Hey macclellan - I agree about tetra size & shape making a difference. Taller bodied tetras (serpae) did not appear to interest my keyholes as a snack... My rummies & neons did.

However that was back in my early days of fish keeping and I believe I know what my critical error was - I had mature Keyholes (a pair + 2 other males), and 2 Festivums in a 48g (48" long) tank... I tried introducing neons & rummies after the fact and it turned into a catch & kill buffet (I even caught a festivum with the ass end of a rummynose hanging out of his mouth once). The keyhole pair was vicious. As soon as I turned out the lights they would stalk the tetras. I watched them cripple them with a nip on the tail before quickly picking off the eyeballs.

Currently I've taken a different strategy... I set-up my tank with two large schools of Cardinals and Rummy nose (this tank is a 75g) long before introducing very small keyholes... In fact when I added the first batch of keyholes (4) they were smaller than the smallest of cardinals (TL on the keyholes was about 1 cm, or the size of a dime). Growing up with the tetras seems to have made a difference as I haven't witnessed any hunting from the keyholes (this isn't to say it isn't happening though).

On a related note one of the rummy nose tetras that survived the "Keyhole massacre of 2000" is still with me today - making it at least 10 years old. It's the biggest rummynose I've ever seen - easily more than 2" in length and very thick (for a rummynose). It's not twice the length, but it's at least twice the mass of every other Rummy in my tank.
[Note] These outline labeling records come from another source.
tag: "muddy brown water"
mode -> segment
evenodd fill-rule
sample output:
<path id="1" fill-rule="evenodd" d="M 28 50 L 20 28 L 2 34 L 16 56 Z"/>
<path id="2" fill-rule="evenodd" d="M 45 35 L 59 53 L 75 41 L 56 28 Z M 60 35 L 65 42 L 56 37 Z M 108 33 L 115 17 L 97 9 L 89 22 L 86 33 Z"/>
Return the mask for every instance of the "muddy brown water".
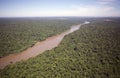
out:
<path id="1" fill-rule="evenodd" d="M 71 28 L 69 30 L 67 30 L 61 34 L 49 37 L 44 41 L 37 42 L 33 47 L 30 47 L 25 51 L 22 51 L 22 52 L 16 53 L 16 54 L 10 54 L 8 56 L 0 58 L 0 69 L 3 69 L 4 67 L 6 67 L 7 65 L 9 65 L 11 63 L 13 64 L 18 61 L 27 60 L 31 57 L 35 57 L 35 56 L 45 52 L 46 50 L 51 50 L 51 49 L 57 47 L 65 35 L 68 35 L 74 31 L 78 30 L 81 25 L 88 24 L 88 23 L 89 22 L 86 21 L 85 23 L 71 26 Z"/>

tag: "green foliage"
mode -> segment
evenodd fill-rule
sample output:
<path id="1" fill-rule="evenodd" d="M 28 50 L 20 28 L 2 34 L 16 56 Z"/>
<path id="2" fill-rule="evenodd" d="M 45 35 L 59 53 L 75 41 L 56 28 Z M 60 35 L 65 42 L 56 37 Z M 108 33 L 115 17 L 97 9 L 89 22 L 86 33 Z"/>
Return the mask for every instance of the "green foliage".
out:
<path id="1" fill-rule="evenodd" d="M 1 78 L 120 78 L 120 23 L 95 21 L 53 50 L 0 70 Z"/>
<path id="2" fill-rule="evenodd" d="M 79 20 L 57 18 L 1 18 L 0 57 L 21 52 L 36 42 L 59 34 L 78 23 Z"/>

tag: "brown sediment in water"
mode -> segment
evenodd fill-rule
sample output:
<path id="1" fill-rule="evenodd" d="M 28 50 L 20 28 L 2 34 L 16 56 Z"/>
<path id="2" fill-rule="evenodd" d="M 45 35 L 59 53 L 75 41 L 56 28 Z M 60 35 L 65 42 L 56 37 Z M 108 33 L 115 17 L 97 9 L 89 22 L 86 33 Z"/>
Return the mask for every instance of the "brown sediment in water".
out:
<path id="1" fill-rule="evenodd" d="M 84 24 L 86 24 L 86 23 L 84 23 Z M 69 30 L 67 30 L 61 34 L 49 37 L 44 41 L 37 42 L 33 47 L 30 47 L 25 51 L 22 51 L 22 52 L 16 53 L 16 54 L 10 54 L 8 56 L 0 58 L 0 69 L 3 69 L 5 66 L 7 66 L 11 63 L 16 63 L 21 60 L 27 60 L 31 57 L 35 57 L 35 56 L 43 53 L 46 50 L 51 50 L 51 49 L 57 47 L 65 35 L 68 35 L 74 31 L 78 30 L 81 25 L 83 25 L 83 24 L 72 26 Z"/>

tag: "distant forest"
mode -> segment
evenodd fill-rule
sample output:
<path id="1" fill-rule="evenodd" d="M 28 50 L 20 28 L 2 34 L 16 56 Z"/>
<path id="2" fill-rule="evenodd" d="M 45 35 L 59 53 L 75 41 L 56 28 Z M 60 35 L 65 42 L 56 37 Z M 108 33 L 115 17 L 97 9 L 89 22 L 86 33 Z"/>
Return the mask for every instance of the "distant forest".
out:
<path id="1" fill-rule="evenodd" d="M 85 20 L 91 22 L 65 36 L 58 47 L 1 69 L 0 78 L 120 78 L 120 18 L 109 19 L 69 18 L 64 21 L 42 19 L 42 22 L 1 23 L 0 46 L 6 48 L 8 45 L 5 44 L 13 41 L 14 47 L 20 48 L 63 32 L 71 25 Z M 14 52 L 14 47 L 12 51 L 8 50 Z M 5 49 L 0 50 L 1 56 L 8 54 L 4 54 Z"/>

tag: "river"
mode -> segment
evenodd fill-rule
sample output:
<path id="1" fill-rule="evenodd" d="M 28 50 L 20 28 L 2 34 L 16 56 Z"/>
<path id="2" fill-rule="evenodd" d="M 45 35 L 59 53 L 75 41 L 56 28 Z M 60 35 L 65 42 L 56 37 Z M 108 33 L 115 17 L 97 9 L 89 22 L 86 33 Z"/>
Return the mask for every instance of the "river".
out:
<path id="1" fill-rule="evenodd" d="M 51 50 L 51 49 L 57 47 L 65 35 L 68 35 L 74 31 L 78 30 L 81 25 L 89 24 L 89 23 L 90 22 L 86 21 L 82 24 L 71 26 L 71 28 L 69 30 L 67 30 L 61 34 L 49 37 L 44 41 L 37 42 L 33 47 L 30 47 L 25 51 L 22 51 L 22 52 L 16 53 L 16 54 L 10 54 L 8 56 L 0 58 L 0 69 L 3 69 L 4 67 L 6 67 L 7 65 L 9 65 L 11 63 L 16 63 L 21 60 L 27 60 L 31 57 L 35 57 L 35 56 L 45 52 L 46 50 Z"/>

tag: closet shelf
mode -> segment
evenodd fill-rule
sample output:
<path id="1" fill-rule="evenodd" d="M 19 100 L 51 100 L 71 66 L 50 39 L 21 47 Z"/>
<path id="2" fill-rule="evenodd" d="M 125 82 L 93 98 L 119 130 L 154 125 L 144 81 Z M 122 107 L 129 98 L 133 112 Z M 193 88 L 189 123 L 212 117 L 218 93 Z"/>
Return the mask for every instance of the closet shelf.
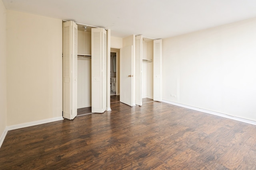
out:
<path id="1" fill-rule="evenodd" d="M 152 60 L 150 59 L 143 59 L 142 62 L 151 63 L 152 62 Z"/>

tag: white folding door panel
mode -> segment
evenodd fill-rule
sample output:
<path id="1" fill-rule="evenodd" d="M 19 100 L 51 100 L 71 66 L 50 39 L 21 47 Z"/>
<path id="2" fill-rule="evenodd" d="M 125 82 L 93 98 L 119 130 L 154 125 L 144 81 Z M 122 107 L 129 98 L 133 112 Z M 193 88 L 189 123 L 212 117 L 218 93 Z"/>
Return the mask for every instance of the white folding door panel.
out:
<path id="1" fill-rule="evenodd" d="M 135 104 L 142 105 L 142 37 L 135 38 Z"/>
<path id="2" fill-rule="evenodd" d="M 92 29 L 92 112 L 106 109 L 107 33 L 101 28 Z"/>
<path id="3" fill-rule="evenodd" d="M 154 41 L 153 100 L 162 101 L 162 39 Z"/>
<path id="4" fill-rule="evenodd" d="M 77 25 L 63 23 L 63 117 L 73 119 L 77 115 Z"/>

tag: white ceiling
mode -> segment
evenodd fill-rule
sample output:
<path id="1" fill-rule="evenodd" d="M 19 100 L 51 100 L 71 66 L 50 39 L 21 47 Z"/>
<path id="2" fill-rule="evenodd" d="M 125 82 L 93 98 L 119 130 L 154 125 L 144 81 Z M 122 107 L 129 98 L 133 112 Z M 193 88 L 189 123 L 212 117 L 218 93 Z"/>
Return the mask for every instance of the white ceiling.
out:
<path id="1" fill-rule="evenodd" d="M 255 0 L 2 0 L 8 9 L 164 38 L 256 17 Z"/>

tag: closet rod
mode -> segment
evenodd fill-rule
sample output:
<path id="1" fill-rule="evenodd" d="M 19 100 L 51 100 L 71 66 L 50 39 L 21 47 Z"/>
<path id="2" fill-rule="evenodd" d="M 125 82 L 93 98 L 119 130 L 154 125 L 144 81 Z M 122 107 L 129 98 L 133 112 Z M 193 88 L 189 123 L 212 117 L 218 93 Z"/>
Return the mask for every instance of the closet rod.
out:
<path id="1" fill-rule="evenodd" d="M 77 55 L 78 59 L 91 59 L 92 56 L 89 55 L 82 55 L 80 54 Z"/>
<path id="2" fill-rule="evenodd" d="M 151 63 L 152 62 L 152 60 L 143 59 L 143 60 L 142 60 L 142 62 L 143 62 Z"/>

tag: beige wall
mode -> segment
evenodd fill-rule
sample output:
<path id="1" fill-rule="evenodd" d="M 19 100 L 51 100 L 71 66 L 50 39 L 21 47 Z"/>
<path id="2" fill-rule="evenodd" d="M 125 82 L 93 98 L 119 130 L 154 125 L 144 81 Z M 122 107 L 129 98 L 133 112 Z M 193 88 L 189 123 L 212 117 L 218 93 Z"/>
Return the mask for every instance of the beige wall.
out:
<path id="1" fill-rule="evenodd" d="M 162 44 L 163 100 L 256 121 L 256 18 Z"/>
<path id="2" fill-rule="evenodd" d="M 62 116 L 62 28 L 7 10 L 7 125 Z"/>
<path id="3" fill-rule="evenodd" d="M 7 125 L 6 23 L 6 10 L 0 0 L 0 140 Z"/>

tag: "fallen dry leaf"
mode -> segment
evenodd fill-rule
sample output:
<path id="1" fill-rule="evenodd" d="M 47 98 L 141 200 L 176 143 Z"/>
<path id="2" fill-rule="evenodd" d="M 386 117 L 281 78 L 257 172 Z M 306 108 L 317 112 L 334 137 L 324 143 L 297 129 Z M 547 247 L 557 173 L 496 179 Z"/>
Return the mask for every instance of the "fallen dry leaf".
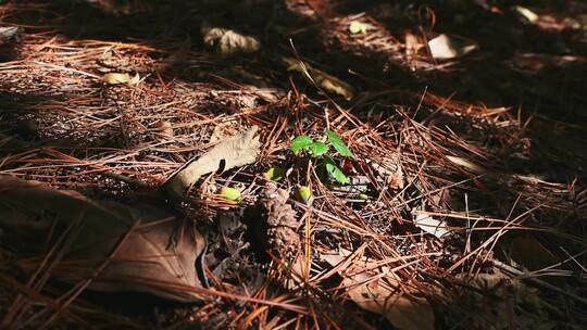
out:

Nice score with the Festivums - they are an inquisitive fish that should mix well with your stocking. I'm envious...


----------



## macclellan (Nov 30, 2006)

Yeah, my keyholes plowed through about 20 neons over the period of a few weeks when I had them in a 30L


----------



## dwarfpike (Jan 22, 2008)

Since you already have congo tetras, why not consider _Pelvicachromis taeniatus_? While considered a dwarf (3.5-4" males), they are very colorful, more peaceful than kribs, and limit digging to their spawning caves.

BTW ... most dwarf books consider dwarf cichlids to be those with males under the 4.5" mark. Which is why keyholes aren't considered dwarves while kribs are.


----------



## macclellan (Nov 30, 2006)

Thanks for the suggestion. There are lots of neat African riverine fish (I've kept Kribs and _Anomalochromis thomasi_ too), but I'd rather stick close to the SA theme and use species I haven't kept before and are available locally.


----------



## macclellan (Nov 30, 2006)

Well, the festivums are clearly *not* going to work. I've noticed lots of new holes in large-leaved cryptorynes, echinodoruses, and even apongetons (and no, they aren't due to nutrient deficencies, that's impossible in my system, and the edges of holes from nutrient deficencies look different than those caused by eating). I've been spying on the them, and saw a festivum very deliberately take a big chunk out of a leaf yesterday. Note that I've been feeding them a lot - a mix of flake, pellets, spirulina brine, and even some poached squash - and it hasn't curbed their appetite for vegetation. Back to the LFS they go... Drats!


----------



## macclellan (Nov 30, 2006)

I'll read up on geos and satanopercas some more.

I could always keep bolivian rams again... those are fun. just so small in this tank.


----------